# Autologging with MLflow
MLflow can log metrics, parameters and artifacts (files) automatically. In this code, we will go over how this can be done.


In [1]:
pip show azure-ai-ml

Name: azure-ai-ml
Version: 1.16.1
Summary: Microsoft Azure Machine Learning Client Library for Python
Home-page: https://github.com/Azure/azure-sdk-for-python
Author: Microsoft Corporation
Author-email: azuresdkengsysadmins@microsoft.com
License: MIT License
Location: /anaconda/envs/azureml_py310_sdkv2/lib/python3.10/site-packages
Requires: azure-common, azure-core, azure-mgmt-core, azure-storage-blob, azure-storage-file-datalake, azure-storage-file-share, colorama, isodate, jsonschema, marshmallow, msrest, opencensus-ext-azure, opencensus-ext-logging, pydash, pyjwt, pyyaml, strictyaml, tqdm, typing-extensions
Required-by: 
Note: you may need to restart the kernel to use updated packages.

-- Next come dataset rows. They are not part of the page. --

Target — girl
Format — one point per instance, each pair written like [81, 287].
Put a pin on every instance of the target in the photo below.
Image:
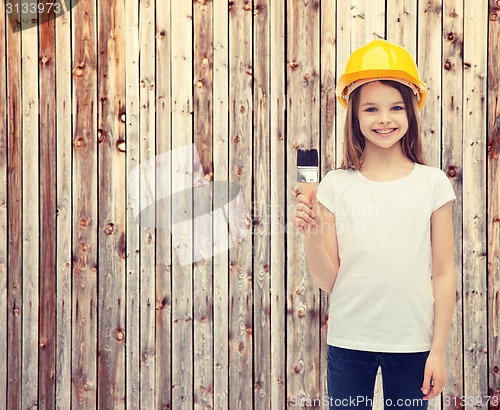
[379, 237]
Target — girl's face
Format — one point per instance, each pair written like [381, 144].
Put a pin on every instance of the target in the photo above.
[382, 115]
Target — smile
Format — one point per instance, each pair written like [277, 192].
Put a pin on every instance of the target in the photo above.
[386, 131]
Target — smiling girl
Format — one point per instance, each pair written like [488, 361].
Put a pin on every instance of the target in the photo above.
[392, 279]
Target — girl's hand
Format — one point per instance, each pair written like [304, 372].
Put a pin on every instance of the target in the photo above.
[307, 216]
[435, 371]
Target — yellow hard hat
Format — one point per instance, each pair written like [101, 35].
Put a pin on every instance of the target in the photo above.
[380, 60]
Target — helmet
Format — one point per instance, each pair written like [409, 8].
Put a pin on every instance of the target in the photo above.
[380, 60]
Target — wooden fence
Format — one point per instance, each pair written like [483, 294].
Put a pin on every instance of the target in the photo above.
[97, 311]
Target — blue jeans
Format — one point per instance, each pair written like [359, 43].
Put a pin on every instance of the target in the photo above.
[352, 373]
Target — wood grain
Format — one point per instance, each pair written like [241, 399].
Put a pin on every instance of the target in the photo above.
[47, 194]
[14, 219]
[111, 229]
[303, 103]
[84, 244]
[64, 214]
[277, 208]
[493, 212]
[221, 173]
[133, 245]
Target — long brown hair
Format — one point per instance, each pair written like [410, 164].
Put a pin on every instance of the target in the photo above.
[354, 141]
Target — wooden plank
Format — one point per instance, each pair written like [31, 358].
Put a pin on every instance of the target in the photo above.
[303, 99]
[163, 242]
[48, 161]
[494, 199]
[203, 323]
[31, 214]
[132, 331]
[474, 200]
[84, 317]
[278, 205]
[451, 163]
[182, 236]
[240, 172]
[146, 247]
[402, 24]
[221, 173]
[3, 213]
[367, 21]
[327, 149]
[63, 232]
[14, 217]
[261, 201]
[111, 232]
[429, 63]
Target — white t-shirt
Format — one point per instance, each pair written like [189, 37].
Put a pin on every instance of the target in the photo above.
[382, 299]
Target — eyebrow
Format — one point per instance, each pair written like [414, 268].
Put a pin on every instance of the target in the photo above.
[395, 103]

My credentials, subscription id, resource group and workspace info, are all stored in a file called config.py. You have to make sure that you have yours in that file.

In [2]:
from azure.ai.ml import MLClient
from azure.identity import DefaultAzureCredential

# My subscription id, resource group and workspace are all in the file below.
import config

In [3]:
ml_client = MLClient(
    DefaultAzureCredential(), config.subscription_id, config.resource_group, config.workspace
)

In [4]:
# We would like to create a folder for the script files

import os

script_folder = 'src'
os.makedirs(script_folder, exist_ok=True)

In [5]:
%%writefile $script_folder/train-model-autolog.py
# import libraries
import mlflow
import argparse
import pandas as pd
import numpy as np
import os
from sklearn.model_selection import train_test_split
from sklearn.linear_model import LogisticRegression
from sklearn.metrics import roc_auc_score
from sklearn.metrics import roc_curve
import matplotlib.pyplot as plt

def main(args):

    # enable autologging
    mlflow.autolog()

    # read data
    print(f'This is the path, haa {args.training_data}')
    df = get_data(args.training_data)

    # split data
    X_train, X_test, y_train, y_test = split_data(df)

    # train model
    model = train_model(args.reg_rate, X_train, X_test, y_train, y_test)

    # evaluate model
    eval_model(model, X_test, y_test)

# function that reads the data
def get_data(path):
    print("Reading data...")
    df = pd.read_csv(path)
    
    return df

# function that splits the data
def split_data(df):
    print("Splitting data...")
#     df = pd.get_dummies(df, columns = ['Sex'], dtype=int)
#     le = LabelEncoder()
#     df['Survived'] = le.fit_transform(df['Survived'])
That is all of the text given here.